US wheat futures closed mixed in choppy trade on Wednesday, with Chicago Board of Trade soft red winter wheat losing ground to the hard wheat markets in Kansas City and Minneapolis, traders said. The US Department of Agriculture's April supply/demand report raised the ending stocks estimate for soft red winter wheat, the type traded in Chicago.
USDA trimmed stocks estimates for hard red winter wheat, traded in Kansas City, and hard red spring wheat, traded in Minneapolis, helping to support those markets. USDA left its estimate of US 2007/08 all-wheat ending stocks unchanged at 242 million bushels, below an average of analysts' estimates for 263 million. Early market pressure stemmed from forecasts for rain in dry areas of the southern US Plains hard red winter wheat belt.
Trade was volatile. Wheat futures at all three US markets fell hard after the open, but rallied near midday as soybean futures soared on rumours of a renewed farmer strike in Argentina. But one of Argentina's farming groups said it was unlikely that the strike would resume within a 30-day moratorium declared last week.

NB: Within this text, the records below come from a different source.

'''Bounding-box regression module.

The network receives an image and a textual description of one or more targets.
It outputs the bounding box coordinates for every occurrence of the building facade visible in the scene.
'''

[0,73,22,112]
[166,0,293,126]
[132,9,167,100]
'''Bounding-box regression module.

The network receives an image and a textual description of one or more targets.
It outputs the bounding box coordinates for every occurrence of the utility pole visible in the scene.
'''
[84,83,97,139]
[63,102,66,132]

CBOT May soft red winter wheat settled unchanged at $9.34 per bushel, after trading in a wide range from $9.61 to $8.95. New-crop July ended down 3/4 cent at $9.46-3/4. KCBT May hard red winter wheat closed up 1 cent at $9.88 a bushel, with new-crop July up 5 cents at $9.99. MGE May spring wheat settled up 5 cents at $13.20, with new-crop September up 7 at $10.42.
French crop office ONIGC projected world wheat production in 2008/2009 at 635-640 million tonnes, below the International Grains Council's figure of 646 million. ONIGC raised its 2007/08 wheat stocks forecast to 2.6 million tonnes.
Russia launches wheat futures trade. Trading volume for CBOT wheat futures was heavy on Wednesday at an estimated 123,779 contracts, up from 83,021 on Tuesday. Spreading helped boost the total as index funds continued to roll May positions forward. KCBT volume was estimated at 25,662 contracts. MGE volume was estimated at 5,054 contracts.